Personnalité, fonction : AYRAULT Jean-Marc.

FRANCE. Ministre des affaires étrangères et du développement international

Circonstances : Questions d'actualité à l'Assemblée nationale, le 22 mars 2016

ti : Merci Monsieur le Président,
Monsieur le Député,


Une fois de plus, c'est la démocratie qui est attaquée et c'est l'Europe qui est atteinte à deux pas de ses institutions où ont eu lieu les attentats. Mais, plus que jamais, Bruxelles incarne et, plus que jamais, incarnera la solidarité européenne.

Aujourd'hui, le coeur des Français bat pour Bruxelles. Je me suis entretenu avec mon homologue Didier Reynders pour lui dire la solidarité de la France avec le peuple belge et notre engagement total, comme l'a rappelé le Premier ministre il y a quelques instants, pour lutter ensemble contre le terrorisme.

Vous l'avez rappelé, les barbares, les terroristes n'hésitent en rien et n'ont plus de limite ; ils ont frappé la Tunisie, ils ont frappé la Côte d'Ivoire, ils ont frappé la Turquie, le Burkina Faso, la Somalie, le Mali. Mais partout où la démocratie est attaquée, nous répondrons avec force et détermination, partout où des vies sont volées, nous répondrons avec courage et solidarité.

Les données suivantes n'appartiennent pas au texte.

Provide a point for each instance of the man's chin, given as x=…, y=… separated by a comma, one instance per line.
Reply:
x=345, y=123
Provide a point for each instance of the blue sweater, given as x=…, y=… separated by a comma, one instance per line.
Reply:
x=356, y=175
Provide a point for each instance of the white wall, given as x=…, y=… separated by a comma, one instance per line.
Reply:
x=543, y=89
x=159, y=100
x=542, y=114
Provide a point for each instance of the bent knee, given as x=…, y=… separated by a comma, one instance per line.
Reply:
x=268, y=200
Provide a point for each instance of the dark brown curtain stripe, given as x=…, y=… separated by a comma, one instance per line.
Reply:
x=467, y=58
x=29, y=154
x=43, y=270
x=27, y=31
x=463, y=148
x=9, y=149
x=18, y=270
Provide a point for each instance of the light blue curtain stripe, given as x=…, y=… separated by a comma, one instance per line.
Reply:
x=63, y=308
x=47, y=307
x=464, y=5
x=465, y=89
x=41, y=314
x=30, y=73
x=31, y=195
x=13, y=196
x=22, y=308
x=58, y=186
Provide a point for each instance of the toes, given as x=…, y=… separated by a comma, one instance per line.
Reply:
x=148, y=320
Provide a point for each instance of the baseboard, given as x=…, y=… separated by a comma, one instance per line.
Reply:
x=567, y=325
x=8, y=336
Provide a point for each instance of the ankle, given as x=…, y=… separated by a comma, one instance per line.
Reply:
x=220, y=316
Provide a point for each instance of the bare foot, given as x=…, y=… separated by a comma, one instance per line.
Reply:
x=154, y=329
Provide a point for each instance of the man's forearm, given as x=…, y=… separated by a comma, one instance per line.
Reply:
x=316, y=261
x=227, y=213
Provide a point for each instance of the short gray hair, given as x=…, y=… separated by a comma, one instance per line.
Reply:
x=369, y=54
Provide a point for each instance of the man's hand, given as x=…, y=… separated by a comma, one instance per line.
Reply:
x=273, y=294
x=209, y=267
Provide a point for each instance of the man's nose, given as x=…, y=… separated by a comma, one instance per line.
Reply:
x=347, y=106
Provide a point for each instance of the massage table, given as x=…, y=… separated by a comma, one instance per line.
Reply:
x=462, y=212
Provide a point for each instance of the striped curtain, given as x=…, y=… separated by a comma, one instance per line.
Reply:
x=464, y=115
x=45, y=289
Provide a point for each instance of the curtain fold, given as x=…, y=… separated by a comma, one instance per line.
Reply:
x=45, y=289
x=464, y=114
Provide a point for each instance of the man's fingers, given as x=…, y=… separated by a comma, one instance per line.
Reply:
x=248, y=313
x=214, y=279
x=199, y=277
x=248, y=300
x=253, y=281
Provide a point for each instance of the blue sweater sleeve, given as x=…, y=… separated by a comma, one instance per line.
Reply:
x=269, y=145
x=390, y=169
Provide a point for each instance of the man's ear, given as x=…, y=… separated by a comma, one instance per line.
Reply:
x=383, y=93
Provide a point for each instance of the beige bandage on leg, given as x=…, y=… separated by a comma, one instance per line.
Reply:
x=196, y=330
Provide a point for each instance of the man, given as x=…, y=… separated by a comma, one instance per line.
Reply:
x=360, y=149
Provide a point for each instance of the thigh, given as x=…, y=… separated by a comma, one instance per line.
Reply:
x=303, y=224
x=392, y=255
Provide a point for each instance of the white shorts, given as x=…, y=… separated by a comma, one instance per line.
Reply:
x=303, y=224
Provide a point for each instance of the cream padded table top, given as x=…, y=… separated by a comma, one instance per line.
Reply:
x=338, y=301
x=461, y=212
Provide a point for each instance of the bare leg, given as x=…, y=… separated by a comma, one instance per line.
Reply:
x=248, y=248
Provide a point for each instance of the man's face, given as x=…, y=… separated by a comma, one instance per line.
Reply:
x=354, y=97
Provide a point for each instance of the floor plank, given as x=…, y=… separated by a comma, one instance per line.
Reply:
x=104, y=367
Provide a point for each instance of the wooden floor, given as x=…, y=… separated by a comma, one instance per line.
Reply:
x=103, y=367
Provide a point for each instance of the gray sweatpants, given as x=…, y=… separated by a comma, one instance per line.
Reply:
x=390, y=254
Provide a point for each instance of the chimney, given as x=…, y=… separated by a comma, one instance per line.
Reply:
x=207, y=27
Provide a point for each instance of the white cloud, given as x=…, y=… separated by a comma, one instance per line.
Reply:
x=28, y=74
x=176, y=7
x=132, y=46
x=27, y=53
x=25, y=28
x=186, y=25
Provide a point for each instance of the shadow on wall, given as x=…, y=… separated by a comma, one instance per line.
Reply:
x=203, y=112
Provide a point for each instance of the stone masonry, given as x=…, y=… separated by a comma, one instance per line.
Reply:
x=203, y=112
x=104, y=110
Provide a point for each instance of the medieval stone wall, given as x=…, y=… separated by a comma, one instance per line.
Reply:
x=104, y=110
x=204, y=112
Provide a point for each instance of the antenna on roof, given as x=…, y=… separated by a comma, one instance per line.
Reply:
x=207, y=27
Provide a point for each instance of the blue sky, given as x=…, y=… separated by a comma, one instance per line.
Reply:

Et pour être efficace, vous l'avez rappelé, cette réponse doit être globale, cette réponse doit être européenne. Et il y a urgence, en effet, à mettre en oeuvre les décisions qui ont été déjà prises et les engagements qui ont été annoncés. C'est le cas de l'échange de données des passagers aériens, qui doit enfin être adopté par le parlement européen.

Mais c'est la même chose pour la maîtrise de nos frontières extérieures. La création d'un corps européen de garde-frontières a été décidée, il doit être mis en oeuvre concrètement.

Mais la mobilisation, c'est aussi la mobilisation internationale pour éradiquer la barbarie à la source. Donc, combattre militairement Daech en Irak et en Syrie, mais aussi avancer, comme le font les négociateurs à Genève, pour une solution politique en Syrie. Puis aider les pays qui en ont besoin, en Afrique en particulier, comme nous le faisons avec les pays européens. C'est aussi le message que j'ai adressé à la Tunisie, dont nous devons aider à assurer la sécurité et le développement.